A Hendra virus G glycoprotein subunit vaccine protects African green monkeys from Nipah virus challenge

Abstract

In the 1990s, Hendra virus and Nipah virus (NiV), two closely related and previously unrecognized paramyxoviruses that cause severe disease and death in humans and a variety of animals, were discovered in Australia and Malaysia, respectively. Outbreaks of disease have occurred nearly every year since NiV was first discovered, with case fatality ranging from 10 to 100%. In the African green monkey (AGM), NiV causes a severe lethal respiratory and/or neurological disease that essentially mirrors fatal human disease. Thus, the AGM represents a reliable disease model for vaccine and therapeutic efficacy testing. We show that vaccination of AGMs with a recombinant subunit vaccine based on the henipavirus attachment G glycoprotein affords complete protection against subsequent NiV infection with no evidence of clinical disease, virus replication, or pathology observed in any challenged subjects. Success of the recombinant subunit vaccine in nonhuman primates provides crucial data in supporting its further preclinical development for potential human use.

Fig. 1

Schematic diagram of sG_HeV vaccination and NiV challenge schedule. Dates of sG_HeV vaccination, NiV challenge, and euthanasia are indicated by arrows. Blood and swab specimens were collected on days −42, −7, 0, 3, 5, 7, 10, 14, 21, and 28 after challenge as indicated (*). Gray text denotes challenge timeline; black text denotes vaccination timeline. AGM numbers for subjects in each vaccine dose group and one control subject are shown.

Fig. 2

Survival curve of NiV-infected subjects. Data from control subjects (n = 2) and sG_HeV-vaccinated subjects (n = 9) were used to generate the Kaplan-Meier survival curve.

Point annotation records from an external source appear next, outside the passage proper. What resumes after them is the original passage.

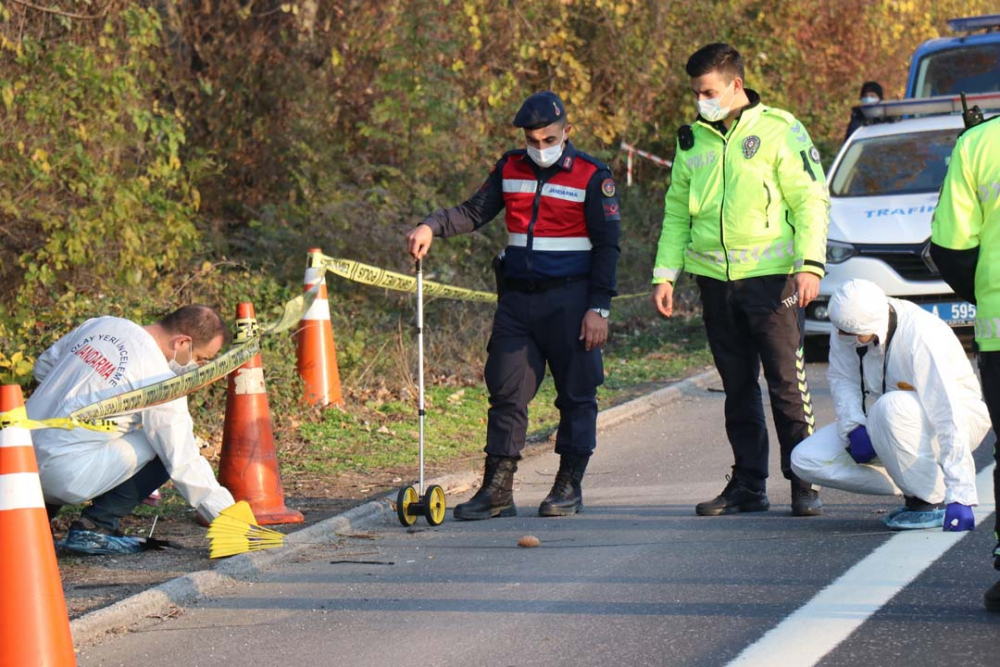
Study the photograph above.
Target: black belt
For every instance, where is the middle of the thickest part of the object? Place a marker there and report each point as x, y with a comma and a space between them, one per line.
522, 285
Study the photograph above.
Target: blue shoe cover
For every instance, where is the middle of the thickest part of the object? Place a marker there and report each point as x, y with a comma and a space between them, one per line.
93, 543
893, 514
910, 520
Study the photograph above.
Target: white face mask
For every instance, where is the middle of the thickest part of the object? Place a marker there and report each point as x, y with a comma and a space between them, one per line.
546, 157
712, 109
853, 341
177, 368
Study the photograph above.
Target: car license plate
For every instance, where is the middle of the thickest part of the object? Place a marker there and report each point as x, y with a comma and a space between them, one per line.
958, 313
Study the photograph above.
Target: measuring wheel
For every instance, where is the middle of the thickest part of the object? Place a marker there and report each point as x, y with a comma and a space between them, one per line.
408, 506
434, 505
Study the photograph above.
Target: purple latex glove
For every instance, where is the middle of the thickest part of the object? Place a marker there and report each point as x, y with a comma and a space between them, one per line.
958, 517
860, 445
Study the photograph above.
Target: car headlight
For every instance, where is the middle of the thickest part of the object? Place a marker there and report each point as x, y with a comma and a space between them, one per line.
838, 252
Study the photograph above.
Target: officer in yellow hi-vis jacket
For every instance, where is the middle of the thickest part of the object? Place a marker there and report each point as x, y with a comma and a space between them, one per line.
965, 246
747, 212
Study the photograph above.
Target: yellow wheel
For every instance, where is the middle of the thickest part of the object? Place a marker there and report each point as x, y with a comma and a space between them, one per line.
434, 505
407, 496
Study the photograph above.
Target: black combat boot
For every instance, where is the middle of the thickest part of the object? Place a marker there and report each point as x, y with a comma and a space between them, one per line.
736, 497
566, 496
992, 596
496, 496
805, 499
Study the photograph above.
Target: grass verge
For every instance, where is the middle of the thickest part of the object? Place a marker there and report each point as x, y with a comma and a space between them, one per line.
383, 434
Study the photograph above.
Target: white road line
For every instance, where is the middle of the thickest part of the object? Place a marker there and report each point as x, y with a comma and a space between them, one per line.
816, 628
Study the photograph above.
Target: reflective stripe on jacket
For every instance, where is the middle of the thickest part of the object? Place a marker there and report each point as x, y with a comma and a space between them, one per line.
561, 221
967, 220
748, 202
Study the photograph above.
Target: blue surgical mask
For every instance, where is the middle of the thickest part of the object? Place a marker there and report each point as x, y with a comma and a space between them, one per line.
712, 109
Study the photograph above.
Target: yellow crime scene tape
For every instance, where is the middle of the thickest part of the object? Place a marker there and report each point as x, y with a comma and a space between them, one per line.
92, 417
184, 384
377, 277
19, 417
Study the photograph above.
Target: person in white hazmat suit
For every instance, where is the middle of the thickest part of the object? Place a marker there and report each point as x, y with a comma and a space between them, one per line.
101, 358
904, 392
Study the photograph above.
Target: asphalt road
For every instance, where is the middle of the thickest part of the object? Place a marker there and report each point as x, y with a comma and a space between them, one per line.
637, 579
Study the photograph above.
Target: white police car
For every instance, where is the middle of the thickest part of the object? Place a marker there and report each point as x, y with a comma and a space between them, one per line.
884, 185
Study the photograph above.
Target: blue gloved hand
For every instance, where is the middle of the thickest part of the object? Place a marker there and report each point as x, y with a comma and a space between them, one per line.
958, 517
860, 445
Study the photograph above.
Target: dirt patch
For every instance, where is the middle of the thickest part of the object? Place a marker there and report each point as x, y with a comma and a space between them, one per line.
93, 582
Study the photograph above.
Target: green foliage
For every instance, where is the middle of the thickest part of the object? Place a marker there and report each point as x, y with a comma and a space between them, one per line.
96, 204
169, 152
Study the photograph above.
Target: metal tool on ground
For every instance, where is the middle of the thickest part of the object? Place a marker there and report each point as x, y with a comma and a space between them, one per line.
235, 531
429, 503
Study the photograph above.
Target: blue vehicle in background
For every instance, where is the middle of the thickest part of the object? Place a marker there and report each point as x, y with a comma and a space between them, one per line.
968, 63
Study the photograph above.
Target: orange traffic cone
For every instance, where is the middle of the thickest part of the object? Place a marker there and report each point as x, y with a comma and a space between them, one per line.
248, 465
317, 353
34, 625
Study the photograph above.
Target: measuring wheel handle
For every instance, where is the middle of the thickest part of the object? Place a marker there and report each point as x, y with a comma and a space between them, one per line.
434, 505
408, 506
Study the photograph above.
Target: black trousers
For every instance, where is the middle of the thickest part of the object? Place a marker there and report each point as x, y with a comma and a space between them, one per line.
530, 330
989, 373
754, 322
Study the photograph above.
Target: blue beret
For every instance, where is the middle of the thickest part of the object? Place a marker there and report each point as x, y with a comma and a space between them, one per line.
539, 110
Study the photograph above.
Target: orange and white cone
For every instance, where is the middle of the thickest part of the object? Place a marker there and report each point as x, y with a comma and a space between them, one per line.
317, 353
34, 624
248, 465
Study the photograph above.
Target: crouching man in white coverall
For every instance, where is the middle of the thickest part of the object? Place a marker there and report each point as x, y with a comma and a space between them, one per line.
101, 358
925, 417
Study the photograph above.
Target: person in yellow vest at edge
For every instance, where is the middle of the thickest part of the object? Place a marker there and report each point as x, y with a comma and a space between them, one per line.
965, 246
747, 213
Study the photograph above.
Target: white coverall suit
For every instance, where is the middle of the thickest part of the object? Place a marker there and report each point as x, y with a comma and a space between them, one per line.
104, 357
927, 417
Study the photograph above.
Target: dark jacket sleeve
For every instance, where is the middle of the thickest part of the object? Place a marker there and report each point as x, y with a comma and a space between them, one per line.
474, 212
958, 269
603, 225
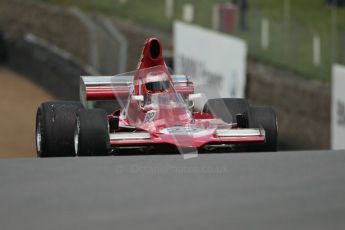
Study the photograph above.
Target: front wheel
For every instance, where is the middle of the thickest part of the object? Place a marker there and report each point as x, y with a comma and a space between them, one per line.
91, 136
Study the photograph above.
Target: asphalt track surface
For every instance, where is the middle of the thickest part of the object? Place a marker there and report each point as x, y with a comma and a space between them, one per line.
284, 190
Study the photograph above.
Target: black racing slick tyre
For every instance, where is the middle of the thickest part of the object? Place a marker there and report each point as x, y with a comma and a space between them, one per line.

Control included data from one additional historical control subject. Vaccinated subjects received 10, 50, or 100 μg of sG_HeV administered subcutaneously twice. Average time to end-stage disease was 11 days in control subjects, whereas all vaccinated subjects survived until euthanasia at the end of the study.

Fig. 3

Absence of NiV antigen in sG_HeV-vaccinated subjects. Lung, brainstem, and spleen tissue sections were stained with an N protein-specific polyclonal rabbit antibody, and images were obtained at an original magnification of 20×.

Fig. 4

NiV- and HeV-specific Ig in vaccinated subjects. Serum and nasal swabs were collected from vaccinated subjects, and IgG, IgA, and IgM responses were evaluated using sG_HeV and sG_NiV multiplexed microsphere assays. Sera or swabs from subjects in the same vaccine dose group (n = 3) were assayed individually, and the mean of microsphere MFIs was calculated, which is shown on the y axis. Error bars represent the SEM. Serum sG-specific IgM, IgG, and IgA are shown in black (sG_HeV and sG_NiV), and mucosal sG-specific IgA is shown in gray (sG_HeV and sG_NiV).